SANA'A // Opposition politicians and analysts have dismissed the Yemeni president's call for a national dialogue that would lead to the formation of a unity government, with many saying it was an empty gesture. Yesterday, on the 20th anniversary of Yemen's unification, Yahia Ghalib, a leading member of the Southern Movement, said the Yemeni president, Ali Abdullah Saleh, did not address problems in the south when he offered to form a unity government on Friday.
"What he said does not matter to us. He was talking about the agreement between his party and the opposition. Our problem is a political and legal problem; the south is under siege and lives in a state of emergency," Mr Ghalib said. "Our peaceful struggle will continue, as the unity they are talking about ended in the 1994 war. What is happening now is an occupation." In a televised speech on Friday, on the eve of the unification anniversary, Mr Saleh invited political groups inside and outside the country to a "responsible national dialogue, within the framework of the constitutional institutions".
Mr Saleh said the dialogue should be based on the February 2009 agreement between his ruling People's General Congress and the Joint Meeting Parties (JMP), an opposition coalition of six parties. The two sides agreed to postpone a parliamentary election, scheduled for April 2009, for two years to carry out political and electoral reforms. The two sides have reached a deadlock in their efforts to sit down and implement the agreement.

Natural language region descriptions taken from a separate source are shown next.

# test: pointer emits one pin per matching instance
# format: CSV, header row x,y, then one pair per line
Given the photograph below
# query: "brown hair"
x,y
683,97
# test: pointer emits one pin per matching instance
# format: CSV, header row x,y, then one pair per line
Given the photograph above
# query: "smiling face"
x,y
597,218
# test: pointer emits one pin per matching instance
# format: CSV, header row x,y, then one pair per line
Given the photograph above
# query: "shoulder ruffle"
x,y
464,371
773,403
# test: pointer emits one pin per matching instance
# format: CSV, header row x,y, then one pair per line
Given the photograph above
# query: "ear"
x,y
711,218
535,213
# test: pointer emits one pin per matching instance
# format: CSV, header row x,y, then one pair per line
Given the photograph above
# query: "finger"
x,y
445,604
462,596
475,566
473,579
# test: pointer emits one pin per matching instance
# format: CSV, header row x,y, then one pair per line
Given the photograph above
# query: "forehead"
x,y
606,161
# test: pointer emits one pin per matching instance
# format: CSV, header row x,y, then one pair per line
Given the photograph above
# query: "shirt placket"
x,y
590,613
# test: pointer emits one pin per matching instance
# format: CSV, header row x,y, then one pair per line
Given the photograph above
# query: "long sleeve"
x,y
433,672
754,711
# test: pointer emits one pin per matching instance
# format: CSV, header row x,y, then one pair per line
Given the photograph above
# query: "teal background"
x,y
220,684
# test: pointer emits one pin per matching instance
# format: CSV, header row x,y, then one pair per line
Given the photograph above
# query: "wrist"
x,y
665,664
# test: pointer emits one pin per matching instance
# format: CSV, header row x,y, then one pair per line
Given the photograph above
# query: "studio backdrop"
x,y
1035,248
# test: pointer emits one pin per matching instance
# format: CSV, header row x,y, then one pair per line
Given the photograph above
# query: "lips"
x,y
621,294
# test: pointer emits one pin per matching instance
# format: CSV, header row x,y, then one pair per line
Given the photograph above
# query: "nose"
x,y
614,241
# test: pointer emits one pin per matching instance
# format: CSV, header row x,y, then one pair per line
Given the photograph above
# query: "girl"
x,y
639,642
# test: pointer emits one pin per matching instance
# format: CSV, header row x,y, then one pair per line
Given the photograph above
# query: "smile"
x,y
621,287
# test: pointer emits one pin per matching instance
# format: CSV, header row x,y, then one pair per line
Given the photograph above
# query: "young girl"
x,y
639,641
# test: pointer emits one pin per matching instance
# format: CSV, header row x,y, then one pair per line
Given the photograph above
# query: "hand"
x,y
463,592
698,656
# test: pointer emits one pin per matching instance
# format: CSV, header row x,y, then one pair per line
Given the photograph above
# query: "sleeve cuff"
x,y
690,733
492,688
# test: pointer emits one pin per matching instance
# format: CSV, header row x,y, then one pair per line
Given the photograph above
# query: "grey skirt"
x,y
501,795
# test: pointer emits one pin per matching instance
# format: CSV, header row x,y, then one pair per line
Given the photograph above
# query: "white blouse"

Haider Abu Bakr al Attass, the prime minister of the first government after unity between the South and North in 1990, described Mr Saleh's speech as a "lifeless shot". "The speech was meant to create a confusion in the national alignment against corruption rather than present a dialogue; he did not recognise the southern cause and did not acknowledge there is a crisis in the unity and in the country at large," Mr al Attass told BBC Arabic television.
The JMP coalition has not yet officially commented on Mr Saleh's speech. However, a leading JMP politician said it is not the first time Mr Saleh has called for dialogue. "There is nothing worthy in the speech to comment on as it is addressed to the international community rather than the people inside," the politician said, requesting anonymity as JMP leaders will meet tomorrow. In September, the JMP released the National Salvation Vision, a document calling for a national dialogue to bring an end to conflicts in the country. It also established a committee to prepare for a national dialogue conference.
In a statement yesterday, the committee called for a dialogue under regional, Arab and international patronage "to restore the glory of the unity and save the country from the dangers it is facing." Ali Salem al Baidh, the man who signed the unity deal with the North and later led South Yemen's short-lived secession in 1994, asked the United Nations on Friday to send a commission of inquiry into what he said was the people's right to self-determination.
Mr al Baidh said ahead of Mr Saleh's speech that there can be no negotiation with the regime. He said the UN should recognise "the right of the inhabitants [of South Yemen] to independence and to the re-establishment of their sovereign state with Aden as its capital". Mr al Baidh alerted the Arab world, particularly nearby Gulf states, of the potential for what he called "catastrophic consequences" in Yemen, saying their "preventive intervention was an urgent requirement".
The 20th anniversary of unity in Yemen came amid growing calls for separatism, and tension in many parts of the volatile south. Southerners have complained of being marginalised, particularly since they lost the 1994 civil war. Violence is growing in the south. Two-hundred and forty-five violent protests have left 18 dead, including 10 policemen, and more than 120 people injured in the first three months of 2010, according to a government report. Dozens of people have been killed and hundreds arrested in a series of government campaigns since 2007 against activists of the Southern Movement, a separatist umbrella group.
Mr Saleh also on Friday ordered the release of all detained supporters of the Houthis and the Southern Movement. The Houthi rebels responded positively to the amnesty. "We welcome the president's directives to release all detainees and we consider that - if it happens - a message for peace that cannot be ignored," Mohammed Abdulsalam, a rebel spokesman, told the al Sahwa opposition website yesterday.